While it had appeared that we had seen the last of the rate increases from the Bank of Canada, they announced this morning that they are increasing their overnight rate by another 0.25%. This means that mortgage lenders can be expected to increase their prime rate by the same margin, which would put it at 6.95%.

This is not what anyone in a variable rate wanted to hear. Or anyone else for that matter. Even the Bank of Canada themselves didn’t want to make this move.

 

Why Did the Bank of Canada Increase their Rate…AGAIN?

In the BoC rate announcement on March 8th, they stated that they are pausing rate hikes, they also said that they would increase further if required.

It all comes down to restoring price stability for Canadians by bringing inflation under control. While no one likes paying higher mortgage rates, we also don’t want to be paying $25 for a loaf of bread or $100,000 for a Honda Civic. Inflation continues to be a problem and the Bank of Canada felt the increase was needed to keep it from getting completely out of control.

Here’s an excerpt from this morning’s announcement:

“Demand for services continued to rebound. In addition, spending on interest-sensitive goods increased and, more recently, housing market activity has picked up. The labour market remains tight: higher immigration and participation rates are expanding the supply of workers but new workers have been quickly hired, reflecting continued strong demand for labour. Overall, excess demand in the economy looks to be more persistent than anticipated.”

 

How Does This Affect Fixed Rates?

There has been upward pressure on fixed mortgage rates since the beginning of May. This was due to inflation concerns along with the US debt ceiling issue which has since been resolved.  We then received the news of the uptick in inflation on May 16th, which was the first increase since July 2022. This contributed to the spike in bond yields, which have been trending upwards precipitously and have not let up.

As most economists were expecting the Bank of Canada to hold its rate this morning, the news resulted in the yields shooting by almost 7% over yesterday. They have now broken through resistance and are now at their highest point since late 2007. As fixed mortgage rate pricing is largely determined by bond yields, there have been multiple fixed rate increases over the last two weeks. A few more lenders increased their fixed rates again as of this morning with more lenders expected to follow suit.

If the upward pressure on fixed rates continues, then we could soon see 3 and 5 year fixed rates at 6.00%. Let’s hope it doesn’t come to that, but the upward trend in bond yields is not showing signs of easing.

 

The Good News

While fixed rates continue to rise, the Bank of Canada stated this morning that they are still expecting CPI inflation to come down to “around 3% in the summer”. They have been forecasting this for some time, so nice to see that their stance has not changed.

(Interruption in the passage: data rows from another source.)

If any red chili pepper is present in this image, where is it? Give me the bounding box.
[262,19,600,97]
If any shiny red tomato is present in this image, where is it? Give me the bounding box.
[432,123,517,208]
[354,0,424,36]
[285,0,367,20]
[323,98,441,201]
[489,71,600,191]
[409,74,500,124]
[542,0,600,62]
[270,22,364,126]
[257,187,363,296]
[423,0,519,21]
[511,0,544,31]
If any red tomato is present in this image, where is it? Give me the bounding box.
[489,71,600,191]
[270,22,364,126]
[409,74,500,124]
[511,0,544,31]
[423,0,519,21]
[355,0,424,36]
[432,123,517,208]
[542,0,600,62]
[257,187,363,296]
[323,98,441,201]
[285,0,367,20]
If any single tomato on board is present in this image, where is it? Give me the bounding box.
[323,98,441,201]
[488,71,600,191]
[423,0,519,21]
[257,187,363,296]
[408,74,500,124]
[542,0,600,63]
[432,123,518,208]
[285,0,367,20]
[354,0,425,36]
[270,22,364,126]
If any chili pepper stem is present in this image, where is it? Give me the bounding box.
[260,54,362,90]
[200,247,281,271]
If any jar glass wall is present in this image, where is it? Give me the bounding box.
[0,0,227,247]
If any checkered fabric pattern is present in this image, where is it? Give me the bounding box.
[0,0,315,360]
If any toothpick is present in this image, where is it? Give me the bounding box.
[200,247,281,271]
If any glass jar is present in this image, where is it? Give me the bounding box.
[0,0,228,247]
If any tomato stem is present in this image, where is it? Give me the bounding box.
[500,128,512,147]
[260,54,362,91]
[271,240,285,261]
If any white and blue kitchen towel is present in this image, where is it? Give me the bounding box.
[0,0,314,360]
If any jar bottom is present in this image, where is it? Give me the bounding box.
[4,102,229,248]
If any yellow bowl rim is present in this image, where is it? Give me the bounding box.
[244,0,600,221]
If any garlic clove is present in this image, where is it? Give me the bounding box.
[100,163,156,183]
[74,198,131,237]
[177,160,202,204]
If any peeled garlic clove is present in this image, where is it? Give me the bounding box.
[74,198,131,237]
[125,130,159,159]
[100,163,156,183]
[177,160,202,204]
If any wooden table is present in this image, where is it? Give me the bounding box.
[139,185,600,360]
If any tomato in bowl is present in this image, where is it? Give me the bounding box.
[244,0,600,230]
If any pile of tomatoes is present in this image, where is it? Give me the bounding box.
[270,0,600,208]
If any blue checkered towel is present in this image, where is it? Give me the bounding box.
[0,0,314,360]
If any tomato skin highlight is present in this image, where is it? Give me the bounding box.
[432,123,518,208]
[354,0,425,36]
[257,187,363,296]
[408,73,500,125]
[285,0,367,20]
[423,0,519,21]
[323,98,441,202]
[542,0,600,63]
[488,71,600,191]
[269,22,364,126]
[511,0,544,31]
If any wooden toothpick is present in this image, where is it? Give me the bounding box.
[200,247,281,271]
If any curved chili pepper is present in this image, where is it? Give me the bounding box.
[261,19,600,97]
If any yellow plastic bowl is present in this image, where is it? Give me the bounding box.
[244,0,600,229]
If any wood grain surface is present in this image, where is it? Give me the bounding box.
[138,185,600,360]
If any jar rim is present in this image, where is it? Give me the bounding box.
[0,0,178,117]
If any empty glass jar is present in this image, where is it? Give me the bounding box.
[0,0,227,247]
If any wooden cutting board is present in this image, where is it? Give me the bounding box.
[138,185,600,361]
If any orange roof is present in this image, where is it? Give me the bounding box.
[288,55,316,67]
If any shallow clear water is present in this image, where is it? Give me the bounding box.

BMO Economics updated their forecast on June 2nd, which reflected the 0.25% increase we saw today. They have not changed their opinion on when they think the BoC will start to cut their rate and still believe that we’ll see the first cut in the first quarter of 2024. The rest of the big banks have yet to update their forecasts which I would expect them to do over the next few weeks. Stay tuned to my future blogs for the updates.

 

Conclusion

There is no way of knowing just how much higher fixed mortgage rates will rise. But once it appears that the downward trend in inflation is restored, then bond yields can be expected to fall. This should then bring fixed rates down with them. But for now, upward pressure on fixed rates continues to be fierce. 

If you have a purchase closing or a mortgage renewal within the next 120 days, then I strongly recommend getting a rate locked in ASAP.

Let’s hope that this is now the last of the rate increases in this cycle, but this is far from guaranteed. Time will tell.